Molière escreveu uma comédia chamada Les fâcheux [os importunos que eu traduziria hoje como os chatos por ser mais modernoso]. Nessa comédia um sujeito só quer dar uma namoradinha e é impedido por uma legião de chatos um a um. Diz que quando o Rei Luís XIV assistiu a Les fâcheux ele gostou tanto da ideia que comentou com o Molière que faltava um chato. No dia seguinte a peça já foi apresentada com o novo chato importado da cabeça real. Se Molière me conhecesse, haveria na peça um chato cuja única frase seria “Leia Sapatos Brancos”.
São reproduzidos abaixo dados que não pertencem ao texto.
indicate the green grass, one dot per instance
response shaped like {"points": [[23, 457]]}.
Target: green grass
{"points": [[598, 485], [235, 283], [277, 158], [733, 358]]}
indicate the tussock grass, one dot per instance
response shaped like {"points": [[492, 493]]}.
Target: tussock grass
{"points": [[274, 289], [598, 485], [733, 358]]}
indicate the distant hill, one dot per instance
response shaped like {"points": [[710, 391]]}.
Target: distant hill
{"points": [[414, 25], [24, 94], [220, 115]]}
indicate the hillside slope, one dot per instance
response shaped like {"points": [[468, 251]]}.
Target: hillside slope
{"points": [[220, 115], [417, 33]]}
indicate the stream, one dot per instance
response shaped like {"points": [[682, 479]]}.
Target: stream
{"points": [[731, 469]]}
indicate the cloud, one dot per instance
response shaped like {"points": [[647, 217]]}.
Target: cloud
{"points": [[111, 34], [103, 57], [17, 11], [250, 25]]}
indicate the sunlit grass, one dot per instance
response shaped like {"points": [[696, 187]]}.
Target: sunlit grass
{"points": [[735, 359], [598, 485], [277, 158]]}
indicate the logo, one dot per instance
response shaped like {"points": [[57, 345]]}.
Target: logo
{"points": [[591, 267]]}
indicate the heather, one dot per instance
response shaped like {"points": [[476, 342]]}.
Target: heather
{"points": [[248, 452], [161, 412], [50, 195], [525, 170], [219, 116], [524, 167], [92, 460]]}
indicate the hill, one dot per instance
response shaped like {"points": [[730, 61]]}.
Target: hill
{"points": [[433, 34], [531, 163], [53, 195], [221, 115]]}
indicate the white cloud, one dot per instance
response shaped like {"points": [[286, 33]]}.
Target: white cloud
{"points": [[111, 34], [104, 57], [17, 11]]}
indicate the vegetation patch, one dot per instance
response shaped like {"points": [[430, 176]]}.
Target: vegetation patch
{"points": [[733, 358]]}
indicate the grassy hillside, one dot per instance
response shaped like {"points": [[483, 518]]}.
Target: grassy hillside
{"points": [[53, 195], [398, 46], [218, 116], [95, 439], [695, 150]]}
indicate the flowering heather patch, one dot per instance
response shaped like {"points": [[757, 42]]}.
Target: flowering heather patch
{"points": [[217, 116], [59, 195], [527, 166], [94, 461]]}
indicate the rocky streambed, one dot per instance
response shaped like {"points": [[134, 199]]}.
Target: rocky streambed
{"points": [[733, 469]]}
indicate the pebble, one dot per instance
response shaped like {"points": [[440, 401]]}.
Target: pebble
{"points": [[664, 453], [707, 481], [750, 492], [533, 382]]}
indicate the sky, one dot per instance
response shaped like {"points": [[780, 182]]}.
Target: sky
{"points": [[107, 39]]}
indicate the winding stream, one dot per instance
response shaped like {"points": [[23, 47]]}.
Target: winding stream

Imagine, leitor amigo, um homem que recria uma cidade inteira com todas suas vozes e suas histórias, grandes ou pequenas. Imagine agora que este homem colocou todos nessa cidade envolvidos numa série de assassinatos misteriosos. Imagine que você vai ouvir a voz de cada personagem e viver com cada um suas angústias e suas alegrias. Imagine que a leitura é tão fluida e escorreita que você já é levado desde o primeiro parágrafo. Imagine que tudo pode acontecer nesse romance.

Você, leitor imaginativo, terá imaginado um décimo do prazer e da alegria que é ler Sapatos Brancos. A doçura, a força, a poesia e  a correção você não terá imaginado. Por isso, leia Sapatos Brancos.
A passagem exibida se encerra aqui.